Hi,
I am trying to improve the performance of my pipeline. So, I am trying the cache option of the MatrixTable. I load a big file of 140G into a Matrixtable, and then I query the GT field and show it. I put the cache after loading the file and expect that the query “mt.GT.show()” is faster than without cache, but it’s the same time. So, how is working cache in matrixtable?
show() is only looking at a tiny amount of data, and may not be as sensitive to file localization. How long is it taking to show() the GT?
Well, for example now a count() is 4 minutes before cache and the same time after cache.
Can you share your python script?
is with python3, the shell, and very simple:
import hail as hl
hl.init()
data=hl.import_vcf(“file.vcf.gz”,force_bgz=True,reference_genome=‘GRCh38’)
data.count()
data.cache()
data.count()
cache() / persist() / checkpoint() don’t mutate – they are functional. Try
data = data.cache()
instead.
However, I’d recommend that you try data = data.checkpoint(some_mt_path)
which is a wrapper around write/read and works better than cache() in some cluster configurations.
Mmmm. Now I tried data=data.cache() but after when I try data.count() first output all my data and also output an error about:
is.hail.io.vcf.VCFParseError: missing value in FORMAT array. Import with argument ‘array_elements_required=False’
at is.hail.io.vcf.VCFLine.parseError(LoadVCF.scala:60)
at is.hail.io.vcf.VCFLine.parseIntArrayElement(LoadVCF.scala:581)
at is.hail.io.vcf.VCFLine.parseAddFormatArrayInt(LoadVCF.scala:629)

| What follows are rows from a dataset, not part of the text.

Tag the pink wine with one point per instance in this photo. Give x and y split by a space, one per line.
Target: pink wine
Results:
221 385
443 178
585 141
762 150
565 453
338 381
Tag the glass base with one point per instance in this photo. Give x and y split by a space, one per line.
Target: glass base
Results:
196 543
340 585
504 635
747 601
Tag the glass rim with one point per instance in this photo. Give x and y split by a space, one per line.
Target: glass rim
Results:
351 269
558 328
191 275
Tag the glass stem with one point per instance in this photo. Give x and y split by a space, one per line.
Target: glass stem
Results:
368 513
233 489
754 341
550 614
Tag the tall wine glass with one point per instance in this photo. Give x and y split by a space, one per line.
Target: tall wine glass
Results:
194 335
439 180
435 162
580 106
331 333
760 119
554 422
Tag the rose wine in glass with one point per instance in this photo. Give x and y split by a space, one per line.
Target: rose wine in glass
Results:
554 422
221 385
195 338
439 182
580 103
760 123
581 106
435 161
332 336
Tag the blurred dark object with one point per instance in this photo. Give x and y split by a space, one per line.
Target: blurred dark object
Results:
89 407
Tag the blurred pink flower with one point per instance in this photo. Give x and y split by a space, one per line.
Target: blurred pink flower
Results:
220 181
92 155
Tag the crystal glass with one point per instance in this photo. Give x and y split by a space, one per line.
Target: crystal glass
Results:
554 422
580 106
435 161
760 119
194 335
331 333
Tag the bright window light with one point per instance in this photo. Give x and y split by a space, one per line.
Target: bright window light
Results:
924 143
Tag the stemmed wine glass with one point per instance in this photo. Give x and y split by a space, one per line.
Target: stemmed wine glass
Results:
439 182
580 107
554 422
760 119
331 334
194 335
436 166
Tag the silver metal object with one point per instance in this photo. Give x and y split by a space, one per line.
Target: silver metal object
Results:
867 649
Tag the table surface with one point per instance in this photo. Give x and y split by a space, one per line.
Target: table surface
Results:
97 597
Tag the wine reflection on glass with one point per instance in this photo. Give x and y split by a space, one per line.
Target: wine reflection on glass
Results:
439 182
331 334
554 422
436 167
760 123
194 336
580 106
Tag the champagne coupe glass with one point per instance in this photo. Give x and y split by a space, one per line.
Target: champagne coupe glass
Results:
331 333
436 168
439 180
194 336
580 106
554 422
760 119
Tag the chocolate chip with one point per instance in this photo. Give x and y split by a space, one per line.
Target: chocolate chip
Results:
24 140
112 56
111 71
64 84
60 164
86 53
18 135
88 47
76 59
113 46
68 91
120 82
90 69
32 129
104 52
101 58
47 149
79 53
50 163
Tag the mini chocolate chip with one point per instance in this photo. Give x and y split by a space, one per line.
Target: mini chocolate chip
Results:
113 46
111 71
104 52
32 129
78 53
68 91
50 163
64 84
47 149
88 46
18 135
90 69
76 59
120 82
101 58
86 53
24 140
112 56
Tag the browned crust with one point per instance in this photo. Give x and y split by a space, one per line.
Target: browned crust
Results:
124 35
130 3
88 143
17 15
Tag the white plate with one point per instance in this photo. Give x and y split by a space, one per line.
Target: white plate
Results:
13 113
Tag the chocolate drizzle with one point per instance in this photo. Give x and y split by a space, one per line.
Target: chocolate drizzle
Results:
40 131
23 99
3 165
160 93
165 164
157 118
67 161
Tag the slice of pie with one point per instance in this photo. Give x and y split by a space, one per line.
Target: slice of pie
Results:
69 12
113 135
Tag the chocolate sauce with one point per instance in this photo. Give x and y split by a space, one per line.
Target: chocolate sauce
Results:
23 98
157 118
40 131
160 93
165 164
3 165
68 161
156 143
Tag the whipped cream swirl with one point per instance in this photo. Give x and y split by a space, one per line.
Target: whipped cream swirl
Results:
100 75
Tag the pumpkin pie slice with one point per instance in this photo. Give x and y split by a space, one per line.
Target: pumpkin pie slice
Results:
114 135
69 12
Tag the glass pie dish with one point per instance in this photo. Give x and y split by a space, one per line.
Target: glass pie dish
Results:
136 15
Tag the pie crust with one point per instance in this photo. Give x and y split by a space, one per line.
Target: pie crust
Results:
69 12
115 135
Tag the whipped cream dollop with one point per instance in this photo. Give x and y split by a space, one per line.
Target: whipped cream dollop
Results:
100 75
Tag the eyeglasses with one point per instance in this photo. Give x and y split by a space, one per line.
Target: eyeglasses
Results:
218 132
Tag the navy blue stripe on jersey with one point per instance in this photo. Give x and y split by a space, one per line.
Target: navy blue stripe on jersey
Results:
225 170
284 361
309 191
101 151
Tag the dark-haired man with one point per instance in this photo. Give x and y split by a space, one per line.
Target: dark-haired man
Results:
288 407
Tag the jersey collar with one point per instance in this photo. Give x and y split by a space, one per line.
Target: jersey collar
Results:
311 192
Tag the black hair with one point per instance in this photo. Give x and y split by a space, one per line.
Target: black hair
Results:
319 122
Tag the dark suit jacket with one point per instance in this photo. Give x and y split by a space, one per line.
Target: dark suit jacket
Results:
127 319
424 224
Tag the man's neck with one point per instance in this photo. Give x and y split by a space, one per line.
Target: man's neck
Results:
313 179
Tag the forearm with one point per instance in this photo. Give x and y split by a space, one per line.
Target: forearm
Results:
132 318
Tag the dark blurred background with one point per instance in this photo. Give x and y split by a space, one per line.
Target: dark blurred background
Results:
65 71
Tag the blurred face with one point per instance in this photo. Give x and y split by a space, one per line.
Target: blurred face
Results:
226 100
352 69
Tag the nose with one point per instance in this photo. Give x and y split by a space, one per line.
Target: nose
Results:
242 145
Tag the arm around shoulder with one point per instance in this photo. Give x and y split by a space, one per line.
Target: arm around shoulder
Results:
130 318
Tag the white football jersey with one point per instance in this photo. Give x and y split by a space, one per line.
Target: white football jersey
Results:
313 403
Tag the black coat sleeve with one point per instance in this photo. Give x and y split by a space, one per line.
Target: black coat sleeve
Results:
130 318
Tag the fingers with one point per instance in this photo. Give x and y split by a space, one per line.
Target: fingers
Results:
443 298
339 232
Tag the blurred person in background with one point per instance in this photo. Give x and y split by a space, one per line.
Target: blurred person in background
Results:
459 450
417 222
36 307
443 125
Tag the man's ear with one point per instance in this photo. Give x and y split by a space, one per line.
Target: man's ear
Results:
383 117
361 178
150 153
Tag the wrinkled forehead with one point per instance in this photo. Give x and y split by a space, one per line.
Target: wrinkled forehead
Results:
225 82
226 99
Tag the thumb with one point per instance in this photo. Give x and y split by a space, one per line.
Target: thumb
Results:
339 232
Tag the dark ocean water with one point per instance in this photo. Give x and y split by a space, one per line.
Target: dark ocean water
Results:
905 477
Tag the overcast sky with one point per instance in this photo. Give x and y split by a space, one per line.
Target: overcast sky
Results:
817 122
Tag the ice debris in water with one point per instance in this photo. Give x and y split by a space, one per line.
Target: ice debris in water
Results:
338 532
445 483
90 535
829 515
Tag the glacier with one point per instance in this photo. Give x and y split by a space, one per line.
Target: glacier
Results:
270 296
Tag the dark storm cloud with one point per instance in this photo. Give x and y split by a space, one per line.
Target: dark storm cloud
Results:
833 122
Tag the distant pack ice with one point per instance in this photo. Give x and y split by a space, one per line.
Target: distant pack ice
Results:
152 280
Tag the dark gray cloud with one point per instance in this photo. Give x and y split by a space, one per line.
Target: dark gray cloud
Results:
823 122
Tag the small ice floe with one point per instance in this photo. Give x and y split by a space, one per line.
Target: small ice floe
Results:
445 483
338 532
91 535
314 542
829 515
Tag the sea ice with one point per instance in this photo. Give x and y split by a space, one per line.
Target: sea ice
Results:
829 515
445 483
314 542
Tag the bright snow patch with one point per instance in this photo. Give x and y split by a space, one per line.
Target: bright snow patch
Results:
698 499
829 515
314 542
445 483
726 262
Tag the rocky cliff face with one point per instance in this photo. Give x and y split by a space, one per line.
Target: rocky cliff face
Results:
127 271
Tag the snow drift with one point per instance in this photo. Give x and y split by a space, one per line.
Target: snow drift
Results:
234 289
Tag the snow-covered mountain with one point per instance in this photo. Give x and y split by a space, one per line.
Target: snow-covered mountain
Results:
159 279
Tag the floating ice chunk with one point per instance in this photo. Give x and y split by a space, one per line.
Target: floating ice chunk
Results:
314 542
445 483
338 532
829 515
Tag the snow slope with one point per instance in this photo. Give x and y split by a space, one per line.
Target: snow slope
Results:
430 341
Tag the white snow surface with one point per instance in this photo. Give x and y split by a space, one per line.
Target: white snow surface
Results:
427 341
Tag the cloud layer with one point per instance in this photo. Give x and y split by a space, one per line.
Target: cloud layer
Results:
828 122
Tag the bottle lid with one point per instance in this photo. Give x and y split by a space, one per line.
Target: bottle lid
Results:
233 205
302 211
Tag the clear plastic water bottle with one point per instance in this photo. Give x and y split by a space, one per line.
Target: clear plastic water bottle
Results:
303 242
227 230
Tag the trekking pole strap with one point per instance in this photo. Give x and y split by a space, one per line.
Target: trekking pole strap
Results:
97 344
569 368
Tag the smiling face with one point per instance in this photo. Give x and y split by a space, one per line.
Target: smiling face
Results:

at is.hail.io.vcf.FormatParser.parseAddField(LoadVCF.scala:1029)
at is.hail.io.vcf.FormatParser.parse(LoadVCF.scala:1068)
at is.hail.io.vcf.LoadVCF$.parseLine(LoadVCF.scala:1449)
at is.hail.io.vcf.LoadVCF$.parseLine(LoadVCF.scala:1302)
Set that flag on import_vcf and it should work
I have tried now and the count after the cache is very very slow… much more than a count without cache. My data is about 140Gb, and I have enough memory, more than 300Gb.
I have also tried the checkpoint but it writes to disk so is also very slow.
I only need 2 or at most 3 queries and exports of my data so this cache/persist/checkpoint can’t last more than a simple query.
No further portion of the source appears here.